Above: Sorrow and Joy (2013)

As is clear, there is a nearly self-perpetuating aspect to Malmros's career, past events inspiring productions which sometimes become past events which likewise inspire the future. (Sorrow and Joy, for example, re-creates, again fictionally, the shooting of scenes for Tree of Knowledge and Beauty and the Beast.) Such a thing isn't entirely unusual, except that with Malmros it is in combination with the extremity of both the director's life—the consideration of which is recounted fictionally in his films—and the steady, unfussy, and distinctly moral way these stories are then told through cinema. They are not the confessions of a cinema of sentimental or vulgar self-abasement.

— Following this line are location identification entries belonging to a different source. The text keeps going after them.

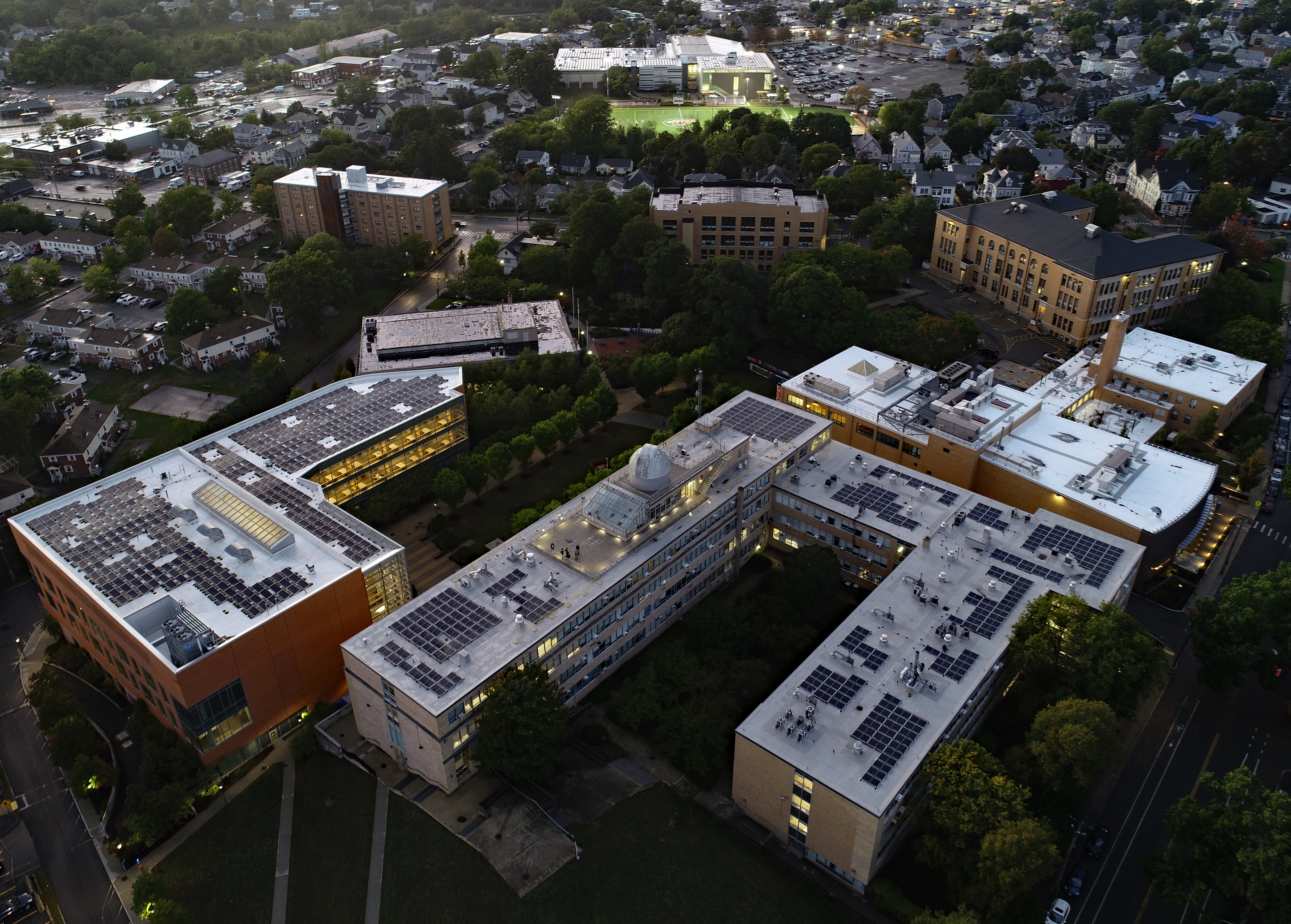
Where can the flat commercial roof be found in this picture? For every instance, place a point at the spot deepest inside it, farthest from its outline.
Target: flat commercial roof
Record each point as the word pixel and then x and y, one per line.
pixel 166 534
pixel 465 629
pixel 873 722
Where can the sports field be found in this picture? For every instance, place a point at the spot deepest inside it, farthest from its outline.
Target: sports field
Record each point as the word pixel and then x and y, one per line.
pixel 660 117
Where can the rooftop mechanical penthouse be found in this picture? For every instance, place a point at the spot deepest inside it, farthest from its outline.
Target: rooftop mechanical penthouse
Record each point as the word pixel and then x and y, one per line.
pixel 217 581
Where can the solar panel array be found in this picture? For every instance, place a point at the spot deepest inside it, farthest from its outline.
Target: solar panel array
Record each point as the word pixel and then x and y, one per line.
pixel 1096 557
pixel 951 668
pixel 421 673
pixel 290 501
pixel 885 504
pixel 988 517
pixel 947 497
pixel 833 688
pixel 766 421
pixel 855 643
pixel 105 540
pixel 445 624
pixel 1030 567
pixel 890 731
pixel 314 430
pixel 988 615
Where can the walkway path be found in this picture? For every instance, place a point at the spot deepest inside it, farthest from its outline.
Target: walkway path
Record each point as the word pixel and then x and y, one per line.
pixel 285 845
pixel 379 855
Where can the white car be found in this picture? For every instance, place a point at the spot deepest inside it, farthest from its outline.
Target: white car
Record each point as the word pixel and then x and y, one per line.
pixel 1059 912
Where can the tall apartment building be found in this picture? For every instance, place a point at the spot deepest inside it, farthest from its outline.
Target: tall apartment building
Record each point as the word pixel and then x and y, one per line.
pixel 1026 450
pixel 362 210
pixel 757 222
pixel 830 762
pixel 579 592
pixel 1041 257
pixel 217 581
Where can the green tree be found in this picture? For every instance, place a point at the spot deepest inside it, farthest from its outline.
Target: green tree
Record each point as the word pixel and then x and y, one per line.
pixel 652 372
pixel 223 288
pixel 450 487
pixel 189 312
pixel 1072 742
pixel 499 460
pixel 127 202
pixel 545 435
pixel 1064 647
pixel 1245 629
pixel 1233 845
pixel 522 724
pixel 522 447
pixel 188 210
pixel 99 282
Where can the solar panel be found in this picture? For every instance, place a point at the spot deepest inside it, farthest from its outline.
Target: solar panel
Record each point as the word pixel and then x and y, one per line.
pixel 1096 557
pixel 988 517
pixel 890 730
pixel 767 421
pixel 947 497
pixel 855 643
pixel 988 615
pixel 446 624
pixel 951 668
pixel 885 504
pixel 833 688
pixel 1030 567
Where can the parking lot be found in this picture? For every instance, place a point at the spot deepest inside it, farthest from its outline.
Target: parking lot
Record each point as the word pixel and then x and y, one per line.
pixel 824 73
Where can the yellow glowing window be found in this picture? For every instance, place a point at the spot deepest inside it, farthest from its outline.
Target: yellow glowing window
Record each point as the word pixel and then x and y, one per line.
pixel 246 518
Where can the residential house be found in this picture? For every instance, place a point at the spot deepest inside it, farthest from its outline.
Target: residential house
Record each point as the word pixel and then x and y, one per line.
pixel 82 443
pixel 1165 186
pixel 575 163
pixel 79 247
pixel 940 185
pixel 239 339
pixel 999 184
pixel 119 349
pixel 207 168
pixel 234 231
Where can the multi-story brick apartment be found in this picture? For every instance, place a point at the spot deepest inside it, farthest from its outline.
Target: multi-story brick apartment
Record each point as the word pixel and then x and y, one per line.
pixel 82 442
pixel 757 222
pixel 119 348
pixel 579 592
pixel 217 589
pixel 226 342
pixel 1041 257
pixel 207 168
pixel 1017 447
pixel 363 210
pixel 832 760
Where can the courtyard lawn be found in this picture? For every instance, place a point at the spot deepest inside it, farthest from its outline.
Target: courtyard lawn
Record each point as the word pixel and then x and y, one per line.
pixel 652 857
pixel 225 872
pixel 331 841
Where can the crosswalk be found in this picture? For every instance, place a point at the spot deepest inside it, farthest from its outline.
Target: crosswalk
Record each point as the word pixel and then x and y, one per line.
pixel 1273 535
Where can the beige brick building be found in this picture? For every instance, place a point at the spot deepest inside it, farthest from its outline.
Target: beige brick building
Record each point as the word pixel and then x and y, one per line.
pixel 1042 259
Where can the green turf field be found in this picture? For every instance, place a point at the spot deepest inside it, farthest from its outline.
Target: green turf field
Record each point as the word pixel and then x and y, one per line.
pixel 660 115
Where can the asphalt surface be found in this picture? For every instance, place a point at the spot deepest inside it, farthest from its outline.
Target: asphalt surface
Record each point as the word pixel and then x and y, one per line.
pixel 65 850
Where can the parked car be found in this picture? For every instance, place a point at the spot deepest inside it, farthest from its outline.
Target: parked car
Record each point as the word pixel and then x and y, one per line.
pixel 1059 913
pixel 1098 843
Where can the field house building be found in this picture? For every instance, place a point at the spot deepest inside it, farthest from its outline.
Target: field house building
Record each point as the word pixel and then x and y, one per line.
pixel 217 581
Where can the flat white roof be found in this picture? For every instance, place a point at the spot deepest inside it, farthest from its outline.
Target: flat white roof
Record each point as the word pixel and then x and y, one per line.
pixel 1179 366
pixel 980 581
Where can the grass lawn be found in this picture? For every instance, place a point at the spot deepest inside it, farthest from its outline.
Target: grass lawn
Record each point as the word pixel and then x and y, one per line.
pixel 225 872
pixel 331 841
pixel 646 860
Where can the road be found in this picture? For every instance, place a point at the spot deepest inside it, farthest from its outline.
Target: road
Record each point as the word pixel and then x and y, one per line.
pixel 66 854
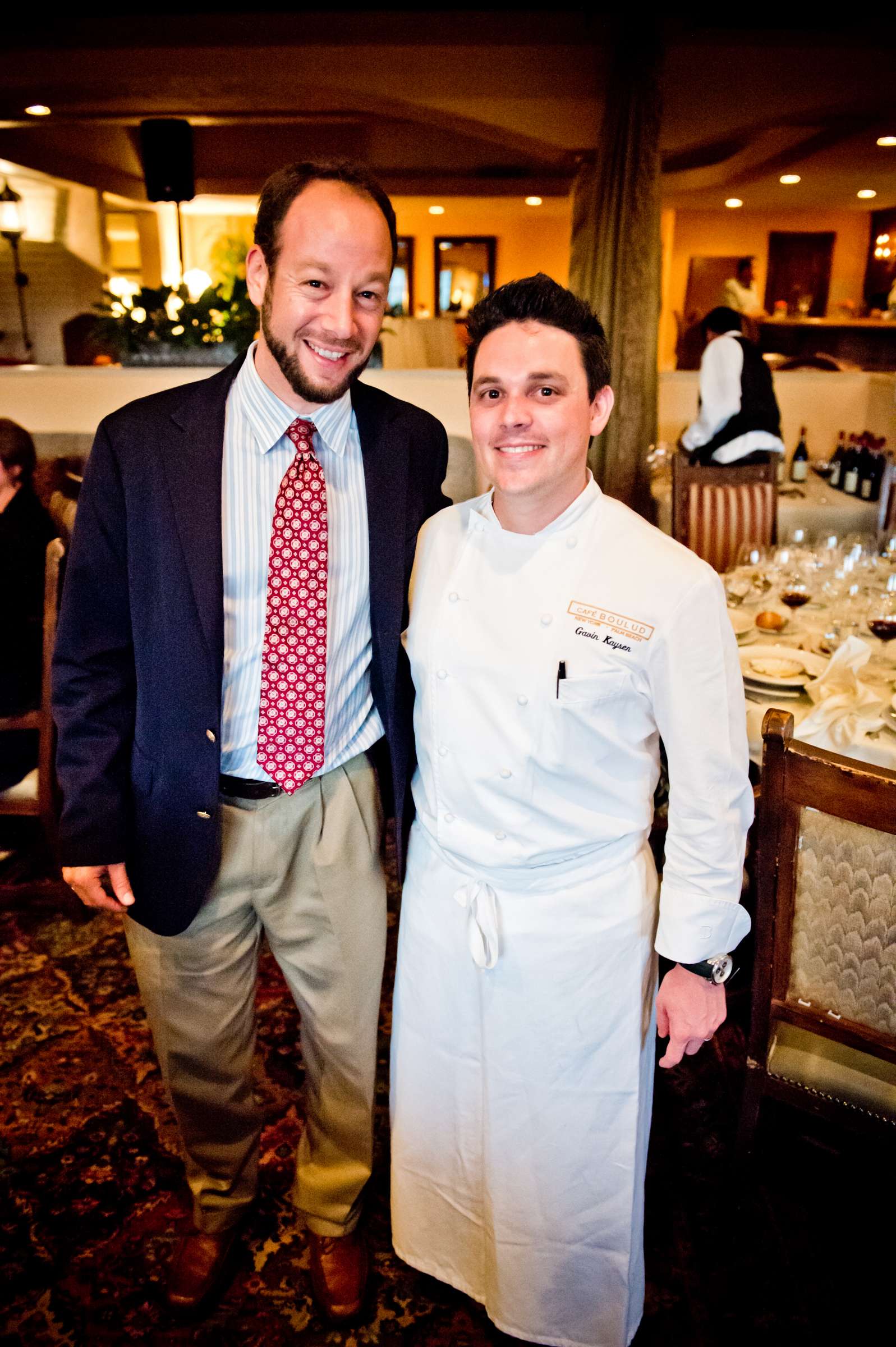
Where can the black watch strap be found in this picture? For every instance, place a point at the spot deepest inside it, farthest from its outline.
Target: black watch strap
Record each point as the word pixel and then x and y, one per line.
pixel 717 969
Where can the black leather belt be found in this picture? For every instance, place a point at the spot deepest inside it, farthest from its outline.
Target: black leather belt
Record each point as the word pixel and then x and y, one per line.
pixel 242 789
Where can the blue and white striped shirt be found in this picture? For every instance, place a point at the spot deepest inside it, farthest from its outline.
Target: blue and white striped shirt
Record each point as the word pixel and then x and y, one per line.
pixel 256 456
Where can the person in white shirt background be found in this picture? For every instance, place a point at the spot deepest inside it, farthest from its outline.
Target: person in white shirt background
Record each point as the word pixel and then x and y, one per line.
pixel 554 636
pixel 739 291
pixel 739 419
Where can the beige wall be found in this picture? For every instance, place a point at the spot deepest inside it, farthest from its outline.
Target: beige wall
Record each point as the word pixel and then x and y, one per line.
pixel 61 254
pixel 530 239
pixel 720 233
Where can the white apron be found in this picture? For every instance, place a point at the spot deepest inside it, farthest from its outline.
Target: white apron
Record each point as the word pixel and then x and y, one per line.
pixel 522 1092
pixel 523 1016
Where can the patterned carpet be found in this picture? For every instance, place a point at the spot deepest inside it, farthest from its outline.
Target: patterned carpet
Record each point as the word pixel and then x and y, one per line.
pixel 92 1191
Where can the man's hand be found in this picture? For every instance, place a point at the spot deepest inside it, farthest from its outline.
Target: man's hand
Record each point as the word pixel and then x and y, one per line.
pixel 689 1011
pixel 86 881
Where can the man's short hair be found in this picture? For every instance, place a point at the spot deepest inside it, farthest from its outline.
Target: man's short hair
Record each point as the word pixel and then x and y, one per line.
pixel 541 300
pixel 290 182
pixel 17 450
pixel 722 321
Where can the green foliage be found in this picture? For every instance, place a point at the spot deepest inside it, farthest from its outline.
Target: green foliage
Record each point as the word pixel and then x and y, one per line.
pixel 153 318
pixel 227 259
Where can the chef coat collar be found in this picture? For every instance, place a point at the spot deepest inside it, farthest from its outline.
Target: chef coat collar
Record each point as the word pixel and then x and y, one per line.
pixel 572 515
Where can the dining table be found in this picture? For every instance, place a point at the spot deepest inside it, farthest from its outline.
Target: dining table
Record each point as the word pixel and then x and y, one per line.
pixel 811 506
pixel 807 634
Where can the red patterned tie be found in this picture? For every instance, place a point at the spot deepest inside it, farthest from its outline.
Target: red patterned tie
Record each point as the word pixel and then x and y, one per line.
pixel 294 654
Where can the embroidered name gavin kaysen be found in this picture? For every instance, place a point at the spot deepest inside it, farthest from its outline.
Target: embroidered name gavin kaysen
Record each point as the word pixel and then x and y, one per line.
pixel 608 640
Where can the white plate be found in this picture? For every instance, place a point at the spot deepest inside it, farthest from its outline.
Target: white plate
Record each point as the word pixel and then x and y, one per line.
pixel 811 666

Nor are they cinema as therapy or art as catalyst for life as catalyst for art. No: this is a very strange thing, very compassionate and in pursuit of understanding. And the films are all the more strange because of their vivid, open compassion, and vice versa. It is way of working not through him, this man, the problems of “Nils Malmros,” but a way of understanding the larger world by looking at and constructing from that examination core aspects of the life humans live. (The films have tracked from boyhood to young adulthood to adulthood. The director claims Sorrow and Joy to be his final film, but there is clearly more of life left to understand.) Frightening but heartfelt, Malmros's cinema is, thus, a cinema for everyone. Which, coming from the very particular place of this man's life, is what appears so radical at the festival.